Ocasionalmente, cometo el arrojo de lanzarme a una minúscula empresa imposible e insisto en la tarea que sé, a priori y a posteriori, inalcanzable: la de hurgar, la de intentar, la de rascar -casi sin instrumentos, apenas con estas manos- en una superficie inmaterial y en movimiento perpetuo, que se escabulle en todas direcciones en milésimas de segundos y que, errante, fugitiva, a su paso deja extasiados nuestros sentidos; la de querer atrapar (para ver, para auscultar, para sopesar) algo que es etéreo, con la pretensión de extraer qué cosa, me pregunto. Sé que, con ventura, sólo podré describir algunas sensaciones. Sé que nunca voy a llegar a rozar, siquiera, la naturaleza de la magia que me toca en la huida. Algunas veces, trato de escribir algo acerca de una música; de eso se trata. Se ha intentado y mucho; hay por doquier interpretaciones, alusiones, comentarios, análisis. Pero qué débil, qué inútil, qué poca cosa parece la palabra escrita ante la aparición en el éter del golpe sobre las teclas; o ante un rasgueo que toma las cortinas; o ante el viento que atraviesa el instrumento para salir sobre los rostros; o ante la voz que irrumpe venida desde el vientre y lanzada al esternón.
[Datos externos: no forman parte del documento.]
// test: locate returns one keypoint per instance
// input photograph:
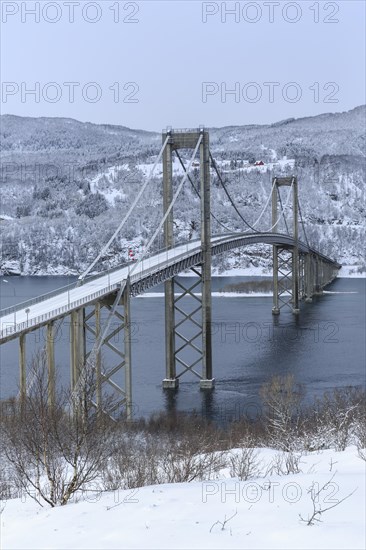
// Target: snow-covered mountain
(65, 185)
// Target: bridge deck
(150, 271)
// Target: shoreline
(344, 273)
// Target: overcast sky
(152, 64)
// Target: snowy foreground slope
(184, 515)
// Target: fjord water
(324, 347)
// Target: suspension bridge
(300, 271)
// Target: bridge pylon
(186, 350)
(286, 266)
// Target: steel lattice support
(86, 327)
(283, 261)
(187, 331)
(173, 337)
(282, 276)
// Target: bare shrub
(285, 464)
(183, 462)
(54, 453)
(282, 399)
(315, 492)
(244, 463)
(337, 420)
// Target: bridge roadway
(151, 271)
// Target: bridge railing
(43, 297)
(55, 312)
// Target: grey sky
(169, 53)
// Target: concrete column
(98, 362)
(295, 252)
(22, 368)
(207, 381)
(77, 338)
(275, 308)
(127, 350)
(308, 278)
(170, 381)
(50, 353)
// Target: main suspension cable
(198, 193)
(147, 248)
(132, 207)
(284, 217)
(229, 197)
(302, 223)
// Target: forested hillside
(65, 186)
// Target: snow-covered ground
(265, 512)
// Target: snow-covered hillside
(263, 512)
(65, 185)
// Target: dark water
(324, 347)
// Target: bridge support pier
(22, 367)
(116, 338)
(177, 343)
(50, 353)
(77, 339)
(309, 278)
(286, 268)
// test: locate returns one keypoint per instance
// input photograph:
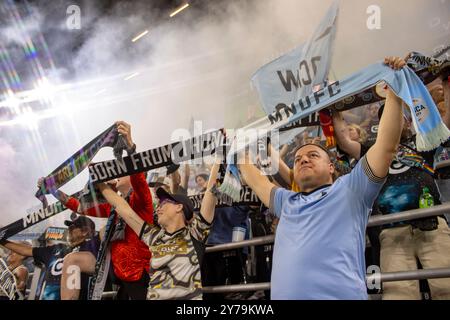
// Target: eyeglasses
(162, 203)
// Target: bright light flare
(11, 101)
(131, 76)
(179, 10)
(44, 90)
(139, 36)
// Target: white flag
(293, 75)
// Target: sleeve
(101, 210)
(141, 198)
(364, 183)
(199, 227)
(147, 233)
(363, 150)
(278, 196)
(42, 254)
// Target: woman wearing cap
(177, 245)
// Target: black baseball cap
(172, 168)
(80, 222)
(188, 206)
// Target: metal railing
(377, 220)
(381, 277)
(373, 221)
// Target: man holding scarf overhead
(129, 255)
(321, 233)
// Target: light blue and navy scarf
(430, 130)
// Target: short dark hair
(203, 175)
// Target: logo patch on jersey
(178, 246)
(56, 268)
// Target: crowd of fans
(158, 247)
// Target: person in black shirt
(82, 240)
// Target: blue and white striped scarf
(430, 130)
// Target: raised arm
(256, 181)
(284, 170)
(209, 200)
(20, 248)
(21, 276)
(446, 88)
(350, 147)
(122, 208)
(185, 178)
(380, 155)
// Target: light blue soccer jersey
(320, 239)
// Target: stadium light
(139, 36)
(179, 10)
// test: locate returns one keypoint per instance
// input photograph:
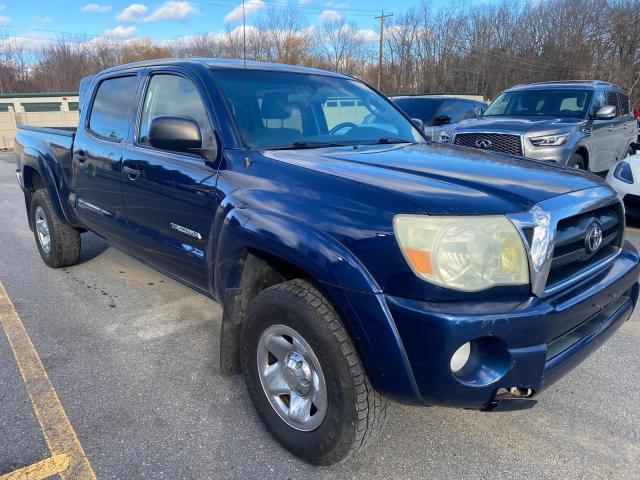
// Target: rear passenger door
(602, 141)
(170, 196)
(629, 126)
(97, 156)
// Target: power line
(382, 17)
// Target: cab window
(176, 96)
(109, 117)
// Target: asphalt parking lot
(133, 358)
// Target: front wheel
(305, 377)
(58, 243)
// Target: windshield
(293, 110)
(560, 102)
(422, 108)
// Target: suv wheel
(576, 161)
(58, 243)
(304, 376)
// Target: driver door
(169, 196)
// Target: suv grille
(498, 142)
(570, 254)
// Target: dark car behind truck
(355, 262)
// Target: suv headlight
(469, 253)
(623, 172)
(549, 140)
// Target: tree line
(462, 48)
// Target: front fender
(322, 257)
(348, 284)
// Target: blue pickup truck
(356, 263)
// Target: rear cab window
(109, 116)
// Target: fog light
(461, 357)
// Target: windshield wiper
(389, 140)
(304, 144)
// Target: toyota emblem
(593, 239)
(484, 144)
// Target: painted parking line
(58, 432)
(40, 470)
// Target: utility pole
(382, 16)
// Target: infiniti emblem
(593, 239)
(483, 144)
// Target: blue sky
(167, 19)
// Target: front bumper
(527, 343)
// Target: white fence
(40, 110)
(10, 120)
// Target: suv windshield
(559, 102)
(294, 110)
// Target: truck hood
(517, 125)
(444, 179)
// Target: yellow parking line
(41, 470)
(57, 430)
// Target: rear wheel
(577, 161)
(304, 375)
(58, 243)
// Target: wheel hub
(296, 373)
(292, 378)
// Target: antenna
(382, 16)
(244, 37)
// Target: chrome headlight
(469, 253)
(623, 172)
(549, 140)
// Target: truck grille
(498, 142)
(571, 256)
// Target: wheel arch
(249, 265)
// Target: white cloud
(330, 16)
(96, 8)
(251, 7)
(42, 20)
(4, 20)
(120, 32)
(133, 13)
(367, 35)
(172, 10)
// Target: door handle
(132, 173)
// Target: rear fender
(35, 160)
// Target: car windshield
(294, 110)
(560, 102)
(422, 108)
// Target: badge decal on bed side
(186, 231)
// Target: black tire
(64, 247)
(355, 412)
(577, 161)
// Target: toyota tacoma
(356, 263)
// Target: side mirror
(441, 120)
(176, 134)
(418, 123)
(606, 113)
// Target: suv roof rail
(584, 82)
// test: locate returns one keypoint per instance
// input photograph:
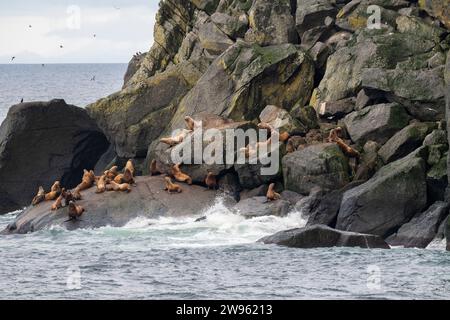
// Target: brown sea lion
(154, 171)
(179, 175)
(191, 124)
(123, 187)
(173, 141)
(172, 187)
(101, 184)
(271, 194)
(75, 211)
(54, 193)
(125, 177)
(211, 181)
(130, 166)
(40, 196)
(58, 203)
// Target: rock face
(377, 123)
(41, 142)
(422, 229)
(322, 236)
(258, 207)
(321, 165)
(147, 199)
(388, 200)
(405, 141)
Qué poca cosa, qué herramienta menor, qué oficio tan terrestre y pedestre éste, que quiere asir lo inasible; qué intento a rastras el del escriba para decir algo sobre una melodía que lo atraviesa sin introducciones, ni capítulos, ni notas a pie, ni citas de autoridad; qué rústico oficio parece ante la imponente, o trágica, o suave música; ante la creación sin forma ni materia que no necesita muletas ni prótesis para cachetear brutalmente al que recibe o sumergirlo en qué profundidades, me pregunto. Lo sabemos. Pero insistimos.

II.

Algunos autores sostienen que “el misterio supremo de todo conocimiento humano es la invención de la melodía”. En tanto misterio, claro, puede equipararse al de cualquier otra actividad artística (¿cómo? ¿dónde se origina?). Éste escapa, al menos, por dos puntos: escapa de los altos estudiosos que tratan, con un lenguaje, de explicar otro (y que fatalmente llegan a descripciones, comentarios o metáforas, a hablar de algo que está lejos); escapa de un neófito como yo que sólo intenta manifestar una perplejidad ante algo tan bello como incomprensible. Aquí, claro, uno estaría tentado de decir que la música, pero también que la poesía, son intraducibles. Y que, por extensión, el acto creativo no requiere, ni necesita, ni acepta que se lo sustituya por una explicación o interpretación posible. Esa explicación, aún la más brillante, empalidece, tarde o temprano. Esto es culpa, creo, de cierta manía analítica, que es loable y honesta, por “entender” algo que es belleza en estado puro. Sucede que cada cosa que digamos de esa belleza será necesariamente un acto de injusticia. O bien esa interpretación, una vez incorporada, no nos da nada, no suma nada, no agrega nada. Sólo tiene sentido volver a disfrutar de la obra. Pero igual queremos saber. E ingresamos aquí en otra dimensión: cuándo y cuánto son necesarias estas explicaciones o interpretaciones para el disfrute total de una obra de arte. En el caso de la música, claro, toda explicación es bienvenida, pero entiendo que ninguna, nunca, reemplaza la empatía inmediata (y misteriosa, insisto) que una persona establece con una melodía. Y nunca, en ningún caso, tendrá más importancia que ese disfrute salvaje, ese goce analfabeto, iletrado, no-ilustrado, en que un oyente descubre algo, sin información alguna, sólo a costa del placer sensorial. Fuerzas recónditas del escucha, entonces, “despiertan” con una obra. Aquí entraríamos en la distinción entre el arte como operación de la inteligencia versus el arte como intuición.

III.

Algunas obras nos sumen en estados particulares de disfrute, de emoción, de concentración, de estimulación. Una pregunta se mueve en nosotros, entonces, y va de ¿cómo hizo una persona para escribir esto? a ¿qué sucede en mí, en mi organismo, en mi ánimo, cuando uno escucha, cuando uno es poéticamente violentado, hermosamente sacudido, por unas manos geniales? Pongamos algunos ejemplos: la “Appassionata” de Beethoven interpretada por Daniel Barenboim. Me digo a mí mismo: no sé nada de música clásica, pero la escucho y entonces.... No se trata, tampoco, de la tensión clásico-no clásico. Pienso en obras disímiles, en que el disfrute no enciclopédico no quiere ni desea pensar en géneros, de modo que una persona cualquiera salta de Rachmaninoff a Pink Floyd y de Charly García a Jaco Pastorius y de Martha Argerich a la colaboración entre U2 y Pavarotti.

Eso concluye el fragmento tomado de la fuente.